Elizabeth sighed and squeezed William’s hand. “Eleanor was going to murder William herself. That’s why she had the morphine and the needles hidden away. She’d put them to one side and she was going to kill him in his sleep.”
“Why? Because of the waitress?” Surely Eleanor wouldn’t have resorted to murder over someone as obviously trashy as Michelle from Michigan?
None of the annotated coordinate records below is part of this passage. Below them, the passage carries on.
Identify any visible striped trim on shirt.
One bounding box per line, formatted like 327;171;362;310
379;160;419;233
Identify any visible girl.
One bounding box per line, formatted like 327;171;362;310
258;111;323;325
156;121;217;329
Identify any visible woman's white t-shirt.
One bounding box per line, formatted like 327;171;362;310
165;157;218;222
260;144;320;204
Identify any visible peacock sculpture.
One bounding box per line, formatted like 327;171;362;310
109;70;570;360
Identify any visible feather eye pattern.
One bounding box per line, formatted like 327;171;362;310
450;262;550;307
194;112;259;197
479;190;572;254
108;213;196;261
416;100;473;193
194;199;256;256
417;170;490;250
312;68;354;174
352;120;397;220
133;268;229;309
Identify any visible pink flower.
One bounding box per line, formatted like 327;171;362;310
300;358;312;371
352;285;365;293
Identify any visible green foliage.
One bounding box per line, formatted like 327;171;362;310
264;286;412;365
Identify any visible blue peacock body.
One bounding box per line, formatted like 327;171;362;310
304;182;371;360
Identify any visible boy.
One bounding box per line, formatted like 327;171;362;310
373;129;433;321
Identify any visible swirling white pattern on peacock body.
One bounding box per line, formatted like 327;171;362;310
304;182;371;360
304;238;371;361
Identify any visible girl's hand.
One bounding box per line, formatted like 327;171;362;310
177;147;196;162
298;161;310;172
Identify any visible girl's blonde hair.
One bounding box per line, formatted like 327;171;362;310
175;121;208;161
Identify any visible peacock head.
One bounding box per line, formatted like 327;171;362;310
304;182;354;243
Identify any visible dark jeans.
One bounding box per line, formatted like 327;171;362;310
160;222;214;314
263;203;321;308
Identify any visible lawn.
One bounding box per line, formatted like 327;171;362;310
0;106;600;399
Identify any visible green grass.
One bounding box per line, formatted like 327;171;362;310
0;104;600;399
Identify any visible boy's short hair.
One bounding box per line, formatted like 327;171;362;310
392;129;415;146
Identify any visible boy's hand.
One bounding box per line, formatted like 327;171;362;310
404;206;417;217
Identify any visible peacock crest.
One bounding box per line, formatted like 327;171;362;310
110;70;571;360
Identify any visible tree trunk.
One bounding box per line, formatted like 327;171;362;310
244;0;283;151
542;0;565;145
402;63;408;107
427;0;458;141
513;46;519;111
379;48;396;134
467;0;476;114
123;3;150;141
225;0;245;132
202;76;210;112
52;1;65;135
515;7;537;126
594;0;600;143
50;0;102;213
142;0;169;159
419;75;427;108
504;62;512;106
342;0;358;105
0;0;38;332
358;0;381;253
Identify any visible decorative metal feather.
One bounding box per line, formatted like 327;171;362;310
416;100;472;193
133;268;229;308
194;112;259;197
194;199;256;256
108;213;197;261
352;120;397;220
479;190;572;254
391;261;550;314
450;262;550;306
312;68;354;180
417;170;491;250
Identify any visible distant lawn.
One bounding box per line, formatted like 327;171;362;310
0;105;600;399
“No, of course not. Because of what the waitress represented. His lack of respect. His lack of love or care. You weren’t there. You didn’t see how much it had taken from Eleanor to forgive him for Lyle. Lyle was her heart. Oh, he was such a beautiful boy. He deserved a long and happy life. If it wasn’t for William, he might have had one. His death nearly destroyed Eleanor. It broke my heart, but that was nothing next to watching her pain. But she was a good person and she wanted to forgive William, not only for Lyle’s death but for making him join up in the first place, for something so opposite to his nature. She made herself forgive him. She locked Lyle away in a box so William wouldn’t feel guilty and she strived to make the marriage work. And I guess on some level it did.”
“But then Eleanor got sick,” Marcie said.
“Yes. And it became clear very quickly that William wasn’t good with illness. He hid from it, barely spending time with Eleanor, sleeping in a guest bedroom. And then, when Eleanor was diagnosed as terminal, and not even Mama or I could do anything to stop it, he started his fling with that girl. As if Eleanor wasn’t suffering enough. I didn’t blame Eleanor for wanting to kill him, but I couldn’t let her do it.” She looked up at Marcie and smiled. “She was a beautiful woman inside and out. I wouldn’t let her ruin herself—her soul—for William. I stopped her. I had planned to retire and go back to New Orleans with Mama once Eleanor had passed. I’d made enough money through our private services to the wealthy of Savannah. Tarot readings. Love spells. Advice. Curses. When you can get that stuff right, people will pay you anything you want. Plus, Eleanor hadn’t left me forgotten in her will. We were like sisters after all.” She smiled again, softly but sadly this time, remembering her friend.
“So yes, I was looking forward to relaxing into a quiet comfortable luxury of my own, but although I wouldn’t let her kill William, neither could I let her die without peace of mind. So I promised her on her deathbed that I’d take care of all of it. I’d kill William for her. It was her dying wish.” She paused. “There’s a lot of power in a dying wish.”
“Maybe not so much,” Marcie said. “He’s not dead.”
“I’m not as kind as Eleanor.” Elizabeth laughed. “There are some fates worse than death. William’s alive on a whim. Watching him when Eleanor was dying I learned a lot about that fat old man. Dying terrified him. The weakness of it. The becoming irrelevant as life moved on. He wanted a quick death, which, to be fair, is what Eleanor was planning to give him. But he didn’t deserve that. Why should he get a clean death while Eleanor had to rot slowly? No.” She shook her head. “Eleanor and Lyle deserved more than that after so many years of having him controlling them. But look at him now—trapped here, locked in the dark of his own mind, no power at all. The visitors will stop coming. All he has is me, sitting here, whispering to him about Lyle and Eleanor and how he failed them and how this whole situation is his own fault. He’ll live awhile but eventually, if his organs don’t fail entirely, the machine will be turned off. Then he’ll be dead. That will be the moment of mercy.”